Grüters A, Köhler B, Wolf A, Söling A, de Vijlder L, Krude H, Biebermann H
Department of Pediatrics, Humboldt University Berlin, Germany.
Exp Clin Endocrinol Diabetes. 1996;104 Suppl 4:121-3. doi: 10.1055/s-0029-1211718.
While congenital hypothyroidism in 80-90% of the affected individuals is caused by thyroid dysgenesis (athyrosis, ectopy or hypoplasia), hypothyroidism in patients with a thyroid gland of normal position and size can be due to regulatory or enzymatic defects of thyroid hormone biosynthesis.
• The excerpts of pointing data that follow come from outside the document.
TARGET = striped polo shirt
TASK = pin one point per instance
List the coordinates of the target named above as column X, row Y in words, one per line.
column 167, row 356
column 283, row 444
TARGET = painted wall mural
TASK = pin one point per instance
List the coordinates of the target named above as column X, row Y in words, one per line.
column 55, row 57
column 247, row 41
Beside defects of thyroglobulinsynthesis, defects of the sodium-iodide-transporter or the TSH-receptor, a defect of the thyroidperoxidase, the key-enzyme of thyroid hormone biosynthesis, can cause a total iodide organification defect and thereby congenital hypothyroidism. We screened 14 of 103 patients (13.6%) with non familial congenital hypothyroidism and a normally developed thyroid gland detected by the newborn screening program with the PCR-SSCP (single-stranded-conformational-polymorphism) technique for mutations in the exons 2, 8, 9, 10 and 14 of the human thyroperoxidase gene, and in which mutations had been described previously in Dutch and Brazilian families with total organification defects. Most of the previously reported mutations were found in exons 8, 9 and 10 which code for the caralytic part of the enzyme. In two patients a GGCC-duplication in exon 8 was detected leading to a premature stop codon in exon 9. While one patient without neonatal goiter was homozygous for this mutation, the second patient was only heterozygous thus demanding another mutation on the second TPO-allel to explain the phenotype. Since the GGCC duplication is easily demonstrable by a NaeI digestion, because it creates a restriction site for this enzyme, screening for this mutation is indicated since it is easy to perform. In contrast to the perchlorate discharge test molecular genetic studies are less invasive, but as useful in making a definitive diagnosis in the individual patient. Furthermore it is the first feasible step to study the etiology and epidemiology of the so far only putative defects of thyroid hormone biosynthesis leading to congenital hypothyroidism.
虽然80% - 90%的先天性甲状腺功能减退症患者是由甲状腺发育不全(无甲状腺、异位或发育不全)引起的,但甲状腺位置和大小正常的患者出现甲状腺功能减退症可能是由于甲状腺激素生物合成的调节或酶缺陷。除了甲状腺球蛋白合成缺陷、钠碘转运体或促甲状腺激素受体缺陷外,甲状腺过氧化物酶(甲状腺激素生物合成的关键酶)缺陷可导致完全碘有机化缺陷,进而引起先天性甲状腺功能减退症。我们对103例非家族性先天性甲状腺功能减退症患者中的14例(13.6%)进行了筛查,这些患者通过新生儿筛查项目检测出甲状腺发育正常,采用聚合酶链反应 - 单链构象多态性(PCR - SSCP)技术检测人类甲状腺过氧化物酶基因外显子2、8、9、10和14中的突变,此前在荷兰和巴西患有完全有机化缺陷的家族中已描述过这些突变。大多数先前报道的突变存在于编码该酶催化部分的外显子8、9和10中。在两名患者中检测到外显子8中的GGCC重复,导致外显子9中出现提前终止密码子。一名无新生儿甲状腺肿的患者对此突变为纯合子,而另一名患者仅为杂合子,因此需要第二个TPO等位基因上的另一个突变来解释其表型。由于GGCC重复通过NaeI消化很容易证明,因为它为该酶创造了一个限制位点,因此鉴于其易于操作,对该突变进行筛查是有必要的。与高氯酸盐释放试验相比,分子遗传学研究创伤性较小,但在对个体患者进行明确诊断方面同样有用。此外,这是研究迄今为止仅有的可能导致先天性甲状腺功能减退症的甲状腺激素生物合成缺陷的病因和流行病学的第一步可行措施。